Usually, if an investor buys at an hoa auction, they've somehow already found out what was owed on the mortgage and are going to try and sell the property and make money off of the equity. They don't try and do a short sale after the fact, the reason being that the lender won't usually allow a short sale once there's been a title transfer. 

In Florida, a tax deed sale wipes out the mortgage, assuming notifications were done properly. As for an HOA auction, usually the bank will not do a "short sale", actually a short pay off now that title has changed hands, without the involvement/cooperation of the mortgagor. Most investors at HOA auctions are buying for the short term rental income stream, since there is generally no equity. They usually try to delay the inevitable foreclosure, to prolong their rental income.

check w/a local attorney.

Will I get clear title to the property?
No, while the Tax Deed gives you ownership, it does not guarantee clear and marketable title.

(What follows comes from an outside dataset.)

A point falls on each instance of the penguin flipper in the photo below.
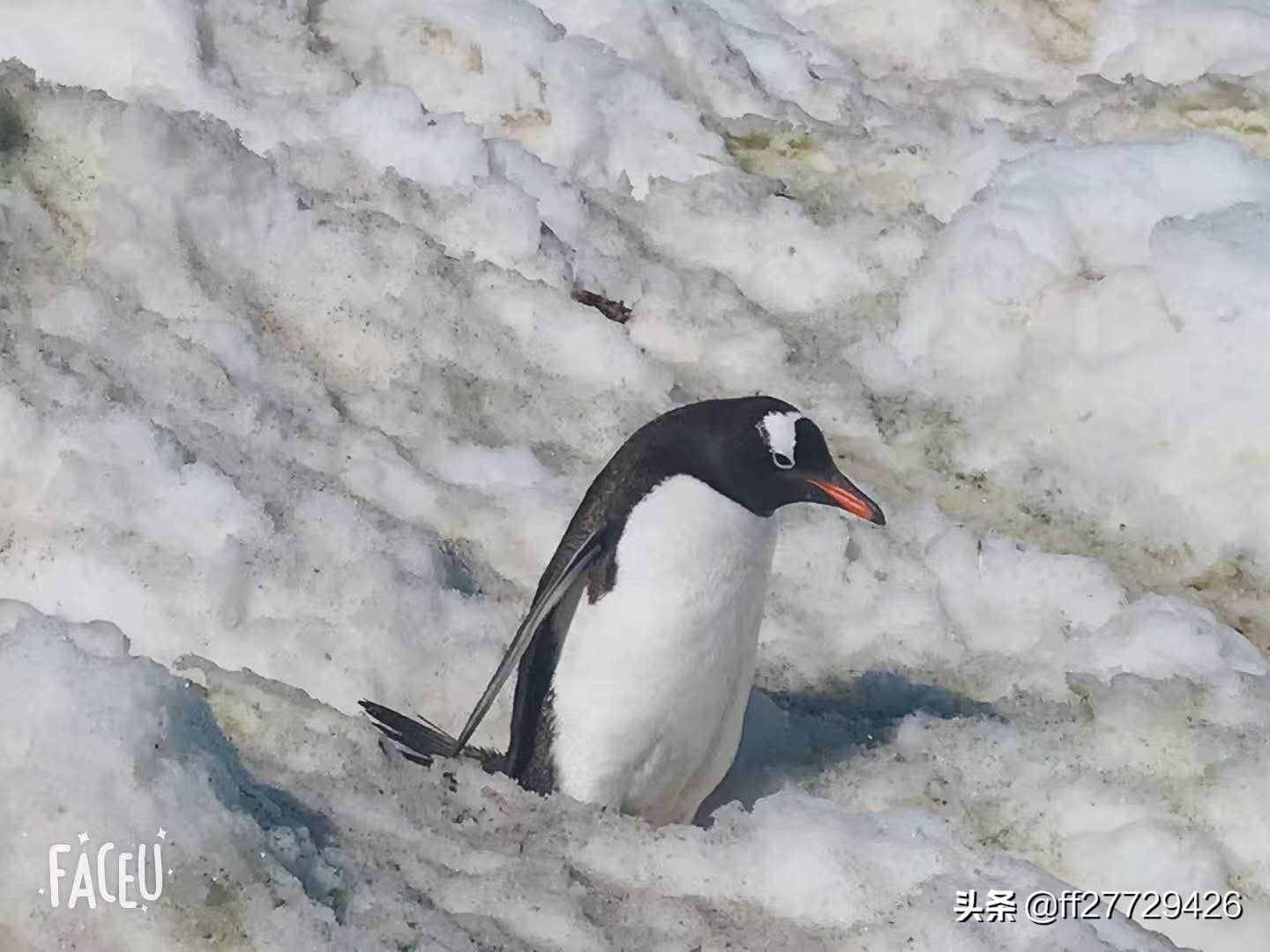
(421, 740)
(550, 593)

To obtain marketable title, you may file for a "Quiet Title Action" in the civil court system. Anticipate a quiet title suit to cost anywhere from $800 to $1500 and to require the services of a qualified real estate attorney.

The suit generally takes about 60 to 90 days to complete. Upon completion, you will have clear title to the property. The purpose of the suit is to do just what it says - "quiet the title". All lienholders that have an interest in that property (i.e. mortgage holders, judgment holders, IRS, state liens) will be served and notified through the suit.

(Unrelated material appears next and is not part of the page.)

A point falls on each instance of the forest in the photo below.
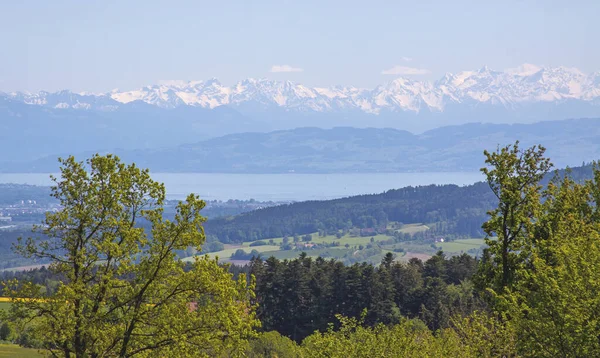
(453, 209)
(112, 291)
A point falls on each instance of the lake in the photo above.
(280, 187)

Typically, you would be responsible for all government municipal liens. (i.e. county, city, state, and federal). But, each case is different. Always consult with a real estate attorney for advice on liens that may or may not attach.


Kevin, agreed. In a tax deed sale, the buyer has to do the QT. But I was focusing on the difference between the HOA and Tax Deed auction, where the mortgage is not affected by the HOA auction in any way, as opposed to the Tax Deed auction.

Thank you for all the input! Very clear on the difference in tax deed sales with QT and an HOA foreclosure now. It appears the HOA foreclosure may not have a very good outcome for the new owner. 

If anyone has any other experiences with getting a 1st Mtg to agree to a short sale after title has transferred to a new owner through HOA foreclosure, please let me know.